Votre film est pareil à cette invitation au voyage Baudelairien. C’est une belle métaphore où se rejoignent toutes les contradictions de notre univers. 
Je voulais travailler sur les plus petits détails qui font la vie d’un homme, d’un être humain.

«Le Grand voyage» donnait justement l’impression d’une toile impressionniste que l’on peignait par petites touches.
Elle est très belle la métaphore et c’est exactement cela.

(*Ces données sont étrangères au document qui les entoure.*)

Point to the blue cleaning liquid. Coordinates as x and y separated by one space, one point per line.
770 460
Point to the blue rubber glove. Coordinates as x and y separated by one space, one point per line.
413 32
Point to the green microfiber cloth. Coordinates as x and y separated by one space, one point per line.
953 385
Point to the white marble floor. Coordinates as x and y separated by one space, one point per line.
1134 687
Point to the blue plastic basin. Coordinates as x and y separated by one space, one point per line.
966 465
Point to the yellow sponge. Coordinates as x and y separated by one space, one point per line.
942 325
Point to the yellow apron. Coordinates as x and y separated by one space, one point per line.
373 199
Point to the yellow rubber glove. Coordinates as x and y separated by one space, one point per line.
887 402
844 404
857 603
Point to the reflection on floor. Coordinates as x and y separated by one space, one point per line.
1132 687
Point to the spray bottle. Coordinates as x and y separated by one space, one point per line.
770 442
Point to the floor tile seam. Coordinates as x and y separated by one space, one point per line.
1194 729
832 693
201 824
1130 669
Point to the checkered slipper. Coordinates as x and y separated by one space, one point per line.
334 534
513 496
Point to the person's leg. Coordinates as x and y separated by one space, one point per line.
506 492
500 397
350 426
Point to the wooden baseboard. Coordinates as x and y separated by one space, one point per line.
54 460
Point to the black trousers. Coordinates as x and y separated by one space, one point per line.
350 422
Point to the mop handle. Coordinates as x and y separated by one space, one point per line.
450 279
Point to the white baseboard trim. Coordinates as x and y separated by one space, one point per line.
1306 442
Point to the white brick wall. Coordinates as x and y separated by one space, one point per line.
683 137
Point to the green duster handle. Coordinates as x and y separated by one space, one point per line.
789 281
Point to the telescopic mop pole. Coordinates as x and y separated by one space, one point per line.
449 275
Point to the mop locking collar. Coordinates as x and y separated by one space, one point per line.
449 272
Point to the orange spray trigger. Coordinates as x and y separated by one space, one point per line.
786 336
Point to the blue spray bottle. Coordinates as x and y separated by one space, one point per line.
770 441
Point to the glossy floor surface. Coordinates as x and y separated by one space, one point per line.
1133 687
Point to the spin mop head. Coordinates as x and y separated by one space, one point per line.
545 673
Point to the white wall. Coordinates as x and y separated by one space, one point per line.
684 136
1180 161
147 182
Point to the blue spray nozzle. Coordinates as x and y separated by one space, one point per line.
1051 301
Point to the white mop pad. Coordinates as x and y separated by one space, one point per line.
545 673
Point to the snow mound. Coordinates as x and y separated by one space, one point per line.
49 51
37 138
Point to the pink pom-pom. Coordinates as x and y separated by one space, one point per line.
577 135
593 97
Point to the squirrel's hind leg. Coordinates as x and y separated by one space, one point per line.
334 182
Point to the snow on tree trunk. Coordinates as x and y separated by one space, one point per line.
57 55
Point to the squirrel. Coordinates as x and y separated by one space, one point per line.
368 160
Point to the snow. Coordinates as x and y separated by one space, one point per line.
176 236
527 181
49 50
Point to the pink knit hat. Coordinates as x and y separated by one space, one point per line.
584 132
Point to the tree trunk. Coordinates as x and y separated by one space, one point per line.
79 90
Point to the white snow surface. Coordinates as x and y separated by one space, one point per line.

Pour faire pousser des lys, Adonis a dû emprunter le chemin le plus périlleux. La métamorphose des personnages a emprunté le chemin de la souffrance physique, mais aussi mentale. Le père qui reçoit comme une gifle, la phrase du fils «C’est ça le pardon dans votre religion?», une parole qui fait réfléchir le père. Le fils qui, vers la fin du film, après avoir enterré son père, tend spontanément une pièce de monnaie à une mendiante lui, qui au début refusait l’idée de l’aumône.
Les chemins de la Vérité sont toujours pénibles. Mais pour voir pousser, comme vous le dites si bien, des lys, il faut parsemer le sol de bonnes graines. Les pollens de la Vérité sont très rares. Il faut savoir les distinguer des mauvaises herbes. On ne peut épouser les valeurs humaines et les appliquer dans notre vie de tous les jours qu’en passant par une épuration, une purification, qui, souvent nous font souffrir. Ce n’est pas facile d’être tolérant, d’aimer l’autre, bien qu’il soit différent de nous. Ce n’est pas facile d’être juste...  

Quelles étaient les difficultés rencontrées lors du tournage?
Après l’assassinat du Premier ministre en Serbie où il fallait respecter le couvre-feu, la guerre en Irak, les difficultés de tourner à la Mecque...

Pourquoi ce choix terrible de faire disparaître le père, pour voir naître un nouveau personnage?
Le choc peut nous ramener à la réalité, nous éclairer le chemin de la Vérité, comme il peut nous faire sombrer dans un monde irréel. Toutes les confrontations, les difficultés de communications qui existaient entre le père et le fils au début du voyage, ont fini par s’estomper.

Propos recueillis par
 Ilham Khalifi

NB, «Le Grand voyage», (scénario, dialogue et réalisation Ismaël Ferroukhi, avec Nicolas Cazale et Mohamed Majd) «Luigi De Laurentis», le Lion de la meilleure première oeuvre, Venise 2004.